9 thoughts on “Tiny Telescope For Simple Radio Astronomy

  1. “… modest scale…” vs “… modest sale…”? Maybe was meant to be. I know all the dish’s I salvaged were all free. :-|)

    Awesome to see a lazy suzan design. I’ve not seen any others that look sort of like a Dobsonian mount I’ve been procrastinating about. I did receive the teflon material and since the cost of the 14-16″ old hard disc platters are so much… I opted for two laser discs to make my first mount. Found there are Fab Labs that just opened up in the areas I live and work too.

    1. If you have a lot of land and an 8-foot dish, not hard. Well, motorizing an old C-band dish and making it work reliably is hard, but that’s besides the point.

      The biggest problem is finding a large enough dish. You *could* do a yagi, although that too would also be exceedingly large compared to a DirectTV dish.

    2. Another interesting design to consider is a parabolic trough.

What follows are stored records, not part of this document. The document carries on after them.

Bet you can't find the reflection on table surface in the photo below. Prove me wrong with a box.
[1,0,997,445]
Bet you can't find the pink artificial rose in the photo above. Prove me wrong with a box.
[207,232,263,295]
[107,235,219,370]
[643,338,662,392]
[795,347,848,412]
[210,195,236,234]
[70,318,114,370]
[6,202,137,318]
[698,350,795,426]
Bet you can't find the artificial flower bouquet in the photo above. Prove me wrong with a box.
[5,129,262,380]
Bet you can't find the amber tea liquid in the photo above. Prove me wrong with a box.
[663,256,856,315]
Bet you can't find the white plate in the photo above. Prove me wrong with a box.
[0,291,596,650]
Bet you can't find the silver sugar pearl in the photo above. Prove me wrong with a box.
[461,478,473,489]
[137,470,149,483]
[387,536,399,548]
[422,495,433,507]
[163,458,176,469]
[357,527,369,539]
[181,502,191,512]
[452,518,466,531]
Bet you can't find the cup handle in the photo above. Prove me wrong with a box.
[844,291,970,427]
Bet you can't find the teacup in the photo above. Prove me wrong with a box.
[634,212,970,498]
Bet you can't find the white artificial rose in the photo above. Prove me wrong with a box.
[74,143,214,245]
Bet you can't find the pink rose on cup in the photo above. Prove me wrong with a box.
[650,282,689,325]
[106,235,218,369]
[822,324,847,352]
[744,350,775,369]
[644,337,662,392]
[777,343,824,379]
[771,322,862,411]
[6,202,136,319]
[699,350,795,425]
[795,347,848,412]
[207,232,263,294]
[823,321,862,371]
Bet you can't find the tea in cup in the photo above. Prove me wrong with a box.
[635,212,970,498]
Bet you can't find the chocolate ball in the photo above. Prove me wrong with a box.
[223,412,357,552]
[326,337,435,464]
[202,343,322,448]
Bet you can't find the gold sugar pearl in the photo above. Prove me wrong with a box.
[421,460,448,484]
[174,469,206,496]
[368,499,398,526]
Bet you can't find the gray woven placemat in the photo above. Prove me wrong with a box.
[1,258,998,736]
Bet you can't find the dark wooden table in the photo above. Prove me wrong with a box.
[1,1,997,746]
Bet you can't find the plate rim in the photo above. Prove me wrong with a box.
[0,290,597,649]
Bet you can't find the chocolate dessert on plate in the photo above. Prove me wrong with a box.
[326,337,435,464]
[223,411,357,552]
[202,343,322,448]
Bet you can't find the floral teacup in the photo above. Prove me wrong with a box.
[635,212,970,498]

Like a dish… technically we can build troughs also where the mount is going to be large… there might be ways to reduce the weight. The trough can even be made from mesh, tubes or wires like others and this design for example:

      There are also some long wire antenna designs that used to have images online that I am not finding at the moment that might be cost effective to make with a turret mount if you can’t find a free satellite dish or need to take down for some reason.

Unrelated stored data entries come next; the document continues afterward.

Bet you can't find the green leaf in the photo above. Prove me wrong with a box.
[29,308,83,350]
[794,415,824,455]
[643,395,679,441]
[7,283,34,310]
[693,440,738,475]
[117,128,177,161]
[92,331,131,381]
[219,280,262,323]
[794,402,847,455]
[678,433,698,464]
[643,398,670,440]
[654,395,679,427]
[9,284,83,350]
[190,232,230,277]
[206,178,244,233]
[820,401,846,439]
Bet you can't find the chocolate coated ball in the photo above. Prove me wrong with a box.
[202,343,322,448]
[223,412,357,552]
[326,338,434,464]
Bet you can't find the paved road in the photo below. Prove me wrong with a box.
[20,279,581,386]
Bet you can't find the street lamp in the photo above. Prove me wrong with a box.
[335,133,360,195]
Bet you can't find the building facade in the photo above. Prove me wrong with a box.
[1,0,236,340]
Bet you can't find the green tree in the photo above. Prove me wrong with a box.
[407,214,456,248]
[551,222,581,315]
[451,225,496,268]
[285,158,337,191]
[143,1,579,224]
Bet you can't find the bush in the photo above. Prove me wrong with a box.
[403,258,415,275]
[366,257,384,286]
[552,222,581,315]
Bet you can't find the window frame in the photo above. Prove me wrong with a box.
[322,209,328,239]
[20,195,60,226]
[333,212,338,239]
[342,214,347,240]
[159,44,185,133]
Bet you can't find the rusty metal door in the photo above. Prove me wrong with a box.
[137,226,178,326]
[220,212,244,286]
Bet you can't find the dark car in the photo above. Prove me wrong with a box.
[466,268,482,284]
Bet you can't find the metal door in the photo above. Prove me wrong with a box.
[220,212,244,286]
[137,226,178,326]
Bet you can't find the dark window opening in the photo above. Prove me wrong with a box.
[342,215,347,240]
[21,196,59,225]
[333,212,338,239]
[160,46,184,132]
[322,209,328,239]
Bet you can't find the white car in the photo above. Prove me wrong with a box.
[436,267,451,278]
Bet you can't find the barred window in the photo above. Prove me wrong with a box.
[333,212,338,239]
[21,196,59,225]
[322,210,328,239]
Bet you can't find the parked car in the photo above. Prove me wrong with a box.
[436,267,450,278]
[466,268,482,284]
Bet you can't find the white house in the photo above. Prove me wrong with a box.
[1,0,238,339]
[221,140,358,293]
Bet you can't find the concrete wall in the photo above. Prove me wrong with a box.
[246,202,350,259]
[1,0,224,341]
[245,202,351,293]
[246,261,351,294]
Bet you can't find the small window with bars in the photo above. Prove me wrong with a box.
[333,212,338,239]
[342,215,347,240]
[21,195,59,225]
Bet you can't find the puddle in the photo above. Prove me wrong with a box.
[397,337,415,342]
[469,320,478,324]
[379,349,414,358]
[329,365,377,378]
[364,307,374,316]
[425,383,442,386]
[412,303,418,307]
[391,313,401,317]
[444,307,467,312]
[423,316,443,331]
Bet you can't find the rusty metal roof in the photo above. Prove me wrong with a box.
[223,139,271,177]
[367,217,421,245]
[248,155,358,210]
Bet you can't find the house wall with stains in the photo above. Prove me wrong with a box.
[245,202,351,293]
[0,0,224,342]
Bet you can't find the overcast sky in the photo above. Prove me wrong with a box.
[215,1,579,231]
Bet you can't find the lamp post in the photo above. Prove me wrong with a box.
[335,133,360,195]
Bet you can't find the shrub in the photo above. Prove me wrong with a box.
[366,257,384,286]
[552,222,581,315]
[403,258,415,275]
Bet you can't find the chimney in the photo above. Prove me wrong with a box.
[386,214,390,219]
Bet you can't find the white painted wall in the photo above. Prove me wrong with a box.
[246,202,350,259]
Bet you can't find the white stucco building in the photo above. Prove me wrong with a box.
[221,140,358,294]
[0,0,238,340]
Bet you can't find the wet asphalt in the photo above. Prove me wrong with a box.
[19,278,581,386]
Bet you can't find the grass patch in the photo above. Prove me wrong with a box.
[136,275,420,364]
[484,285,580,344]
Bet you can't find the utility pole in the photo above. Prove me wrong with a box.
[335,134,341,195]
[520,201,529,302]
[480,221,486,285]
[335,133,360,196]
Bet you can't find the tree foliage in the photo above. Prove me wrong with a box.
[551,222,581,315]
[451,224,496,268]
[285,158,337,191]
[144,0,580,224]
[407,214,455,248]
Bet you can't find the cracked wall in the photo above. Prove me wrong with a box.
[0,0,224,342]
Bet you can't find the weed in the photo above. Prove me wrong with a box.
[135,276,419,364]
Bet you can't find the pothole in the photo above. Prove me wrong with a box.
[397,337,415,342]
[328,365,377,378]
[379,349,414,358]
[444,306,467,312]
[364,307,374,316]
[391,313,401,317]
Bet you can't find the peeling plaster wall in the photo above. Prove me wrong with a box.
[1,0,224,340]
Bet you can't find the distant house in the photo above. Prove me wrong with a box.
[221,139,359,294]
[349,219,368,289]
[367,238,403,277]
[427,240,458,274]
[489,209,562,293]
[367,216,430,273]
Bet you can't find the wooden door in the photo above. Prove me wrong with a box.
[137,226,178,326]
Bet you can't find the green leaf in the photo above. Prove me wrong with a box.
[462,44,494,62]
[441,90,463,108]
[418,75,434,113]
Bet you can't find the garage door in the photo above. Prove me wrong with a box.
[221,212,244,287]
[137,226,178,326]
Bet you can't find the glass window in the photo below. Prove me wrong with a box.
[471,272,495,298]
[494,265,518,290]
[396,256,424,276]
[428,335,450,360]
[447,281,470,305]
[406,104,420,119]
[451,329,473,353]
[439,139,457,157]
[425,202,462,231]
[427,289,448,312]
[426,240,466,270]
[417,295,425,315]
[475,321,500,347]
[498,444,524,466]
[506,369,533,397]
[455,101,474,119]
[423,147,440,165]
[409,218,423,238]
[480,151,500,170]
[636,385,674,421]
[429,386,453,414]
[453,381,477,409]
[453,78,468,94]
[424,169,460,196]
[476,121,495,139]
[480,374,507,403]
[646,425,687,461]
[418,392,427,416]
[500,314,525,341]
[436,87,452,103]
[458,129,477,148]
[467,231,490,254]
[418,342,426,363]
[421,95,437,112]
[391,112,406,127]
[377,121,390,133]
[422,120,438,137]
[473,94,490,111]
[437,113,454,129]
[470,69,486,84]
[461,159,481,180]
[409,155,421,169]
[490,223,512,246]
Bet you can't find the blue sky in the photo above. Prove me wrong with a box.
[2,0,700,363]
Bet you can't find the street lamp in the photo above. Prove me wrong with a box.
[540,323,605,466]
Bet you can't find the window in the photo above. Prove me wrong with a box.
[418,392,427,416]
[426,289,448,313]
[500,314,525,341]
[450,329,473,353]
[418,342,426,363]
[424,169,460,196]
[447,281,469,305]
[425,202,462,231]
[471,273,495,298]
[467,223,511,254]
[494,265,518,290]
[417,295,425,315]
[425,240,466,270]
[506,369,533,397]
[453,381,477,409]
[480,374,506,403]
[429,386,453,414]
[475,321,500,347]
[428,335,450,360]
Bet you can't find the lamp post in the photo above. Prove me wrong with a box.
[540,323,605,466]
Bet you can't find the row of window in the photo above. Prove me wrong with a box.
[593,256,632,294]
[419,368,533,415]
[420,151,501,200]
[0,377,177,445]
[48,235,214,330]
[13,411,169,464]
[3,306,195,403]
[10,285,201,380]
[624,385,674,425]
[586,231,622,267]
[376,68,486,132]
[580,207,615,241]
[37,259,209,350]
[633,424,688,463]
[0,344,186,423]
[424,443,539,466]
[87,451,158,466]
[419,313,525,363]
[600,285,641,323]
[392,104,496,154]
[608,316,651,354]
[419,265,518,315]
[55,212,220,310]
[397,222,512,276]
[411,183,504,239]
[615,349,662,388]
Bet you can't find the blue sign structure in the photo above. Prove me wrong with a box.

      Here is the closest I am finding (note the radio telescopes) and imagine some of the other designs as the antenna element versus being the reflector since those help increase gain and some bandwidth. https://ece.illinois.edu/about/history/antenna/photos.asp

      I’m planning on using a trampoline as the frame for the 8′ free satellite dish I picked up. Thinking if I find a large enough, like 17′ diameter trampoline frame… I can even mount two or more receivers, i.e. like a IR-Vis-UV telescope with two radio telescopes. Thinking like instead of the lazy susan in the trampoline design, using casters beneath the base ring where the wheels instead of being flat bottom with have the contour of the trampoline pipe. Maybe have a, not much inflated, tire on a wheel attacked to a motor to control azimuth. Just ideas… however, I don’t think the stock 8′ satellite dish mount and turret design is optimal. I like this articles style or a Dobsonian for some reason, that if left outside for long term… can be made heavy duty to use during most weather conditions.

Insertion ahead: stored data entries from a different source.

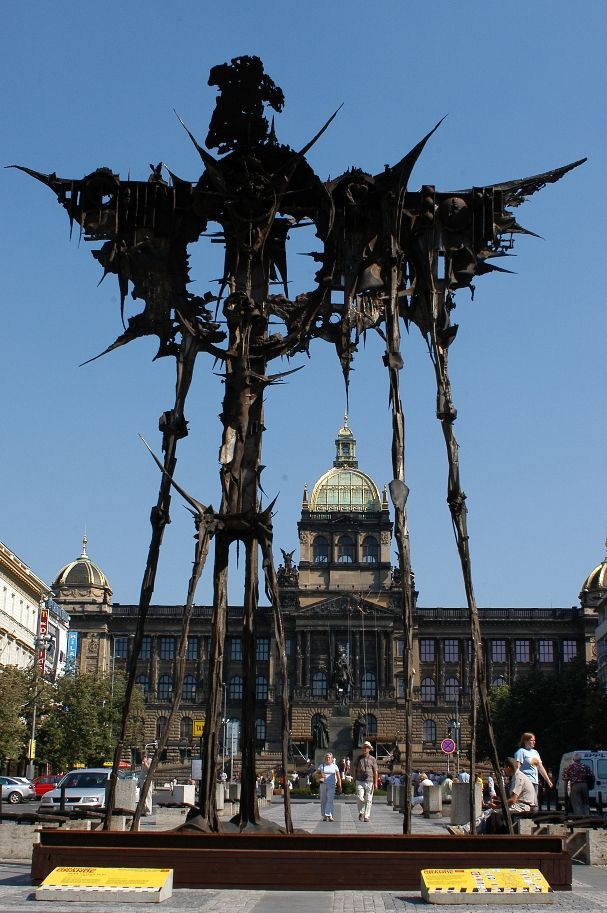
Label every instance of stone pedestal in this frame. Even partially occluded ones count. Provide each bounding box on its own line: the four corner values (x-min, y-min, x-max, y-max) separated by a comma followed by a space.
172, 784, 195, 805
215, 782, 225, 811
450, 781, 481, 825
107, 779, 137, 812
229, 782, 241, 802
422, 784, 442, 818
386, 782, 393, 805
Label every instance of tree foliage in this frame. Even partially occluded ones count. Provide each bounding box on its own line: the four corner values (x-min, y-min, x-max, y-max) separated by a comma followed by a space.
0, 666, 34, 766
477, 659, 607, 773
35, 672, 144, 771
0, 665, 145, 772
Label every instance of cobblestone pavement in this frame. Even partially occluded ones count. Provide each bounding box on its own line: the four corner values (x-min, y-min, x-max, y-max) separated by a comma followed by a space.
0, 798, 606, 913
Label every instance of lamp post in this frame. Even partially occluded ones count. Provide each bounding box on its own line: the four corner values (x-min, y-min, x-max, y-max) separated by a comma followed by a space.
453, 692, 462, 776
27, 596, 52, 779
222, 682, 227, 777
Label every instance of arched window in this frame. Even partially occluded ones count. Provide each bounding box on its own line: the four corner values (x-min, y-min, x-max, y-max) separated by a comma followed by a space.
313, 536, 329, 564
311, 670, 327, 698
362, 535, 379, 564
156, 716, 168, 740
136, 674, 150, 699
255, 675, 268, 700
180, 717, 192, 742
158, 674, 173, 702
182, 674, 197, 703
492, 675, 507, 687
444, 676, 460, 702
364, 714, 377, 736
423, 719, 437, 742
337, 534, 355, 564
421, 677, 436, 703
255, 718, 266, 747
361, 670, 376, 698
228, 676, 243, 701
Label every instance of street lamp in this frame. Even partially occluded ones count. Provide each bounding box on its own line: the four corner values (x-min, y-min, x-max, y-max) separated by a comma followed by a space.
221, 682, 227, 778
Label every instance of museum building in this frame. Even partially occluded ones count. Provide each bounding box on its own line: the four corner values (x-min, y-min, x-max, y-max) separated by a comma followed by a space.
50, 421, 599, 771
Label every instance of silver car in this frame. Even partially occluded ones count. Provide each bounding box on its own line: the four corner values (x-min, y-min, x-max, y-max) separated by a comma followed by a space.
38, 767, 135, 811
0, 775, 36, 803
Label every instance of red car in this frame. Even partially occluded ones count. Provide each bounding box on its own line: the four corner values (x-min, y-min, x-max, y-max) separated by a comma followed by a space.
32, 774, 63, 797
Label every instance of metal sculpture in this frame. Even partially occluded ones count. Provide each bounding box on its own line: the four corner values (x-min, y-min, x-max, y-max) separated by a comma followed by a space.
13, 54, 584, 835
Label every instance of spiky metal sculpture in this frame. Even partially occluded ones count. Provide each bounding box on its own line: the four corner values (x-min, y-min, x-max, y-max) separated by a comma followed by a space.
14, 54, 583, 834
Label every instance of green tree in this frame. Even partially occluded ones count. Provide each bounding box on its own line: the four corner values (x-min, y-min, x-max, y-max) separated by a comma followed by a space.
0, 666, 33, 767
36, 672, 144, 771
477, 659, 607, 773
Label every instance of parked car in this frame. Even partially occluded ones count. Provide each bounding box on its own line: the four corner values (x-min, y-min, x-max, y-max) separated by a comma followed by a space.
32, 774, 64, 797
38, 767, 138, 811
0, 775, 36, 803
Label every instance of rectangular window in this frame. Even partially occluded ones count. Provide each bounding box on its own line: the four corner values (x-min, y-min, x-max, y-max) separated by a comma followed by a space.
202, 636, 212, 659
285, 638, 292, 657
562, 640, 577, 663
140, 636, 152, 660
443, 639, 459, 663
113, 637, 129, 659
419, 639, 434, 662
256, 637, 270, 661
491, 640, 506, 663
396, 639, 405, 658
231, 637, 242, 661
396, 677, 406, 698
539, 640, 554, 663
186, 637, 199, 661
515, 640, 530, 663
159, 636, 175, 660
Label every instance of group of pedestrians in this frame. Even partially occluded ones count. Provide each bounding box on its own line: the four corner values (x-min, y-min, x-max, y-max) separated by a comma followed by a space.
446, 730, 559, 835
317, 740, 380, 822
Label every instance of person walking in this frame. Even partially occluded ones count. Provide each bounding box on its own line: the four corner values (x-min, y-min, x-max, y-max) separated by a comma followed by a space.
562, 753, 593, 816
317, 751, 341, 821
514, 732, 553, 801
355, 741, 380, 822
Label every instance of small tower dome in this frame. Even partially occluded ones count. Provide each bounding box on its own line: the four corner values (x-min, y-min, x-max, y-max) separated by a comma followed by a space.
52, 535, 112, 613
579, 538, 607, 611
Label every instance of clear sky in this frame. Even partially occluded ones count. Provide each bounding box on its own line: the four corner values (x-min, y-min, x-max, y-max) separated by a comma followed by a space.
2, 0, 605, 610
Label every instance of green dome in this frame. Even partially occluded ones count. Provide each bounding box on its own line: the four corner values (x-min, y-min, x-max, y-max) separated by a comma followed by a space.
310, 467, 381, 512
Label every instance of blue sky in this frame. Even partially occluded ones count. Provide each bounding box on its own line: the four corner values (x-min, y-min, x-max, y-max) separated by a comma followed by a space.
2, 0, 606, 610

      These more portable radio telescope designs are awesome though.

  2. Captain Green from Captain Scarlet and the Mysterions built a pocket radio telescooe, according to the Captain Scarlet Annual from the late sixties. But you always need a big antenna, no getting around that.

    Ray Naughton in the sixties did moonbounce from Australia. Lacking money, he did have endless space. So he got a bunch of surplus telephone poles and made stacked rhombics, ie long wire antennas. At 50 and 144MHz he could get enough gain with reasonably sized antennas to succeed, even with the Australian power limit of 150 watts.

    The higher in frequency the more gain you get for a given length of rhombic, so higher frequencies would be easier, though nobody really talks about rhombics above about 500MHz.

    A dish has to be a certain size to get the gain at a given frequency, but the feed could be changed to cover different frequencies. Many other antennas have limited frequency range. Collinear antennas, basically a dipole with a reflector, ganged together in an array are simple to make but can get bulky. But they have been used for moonbounce, often easier than an array of yagis.

    Log periodic antennas have broad band, but limited gain unless you start building an array of them.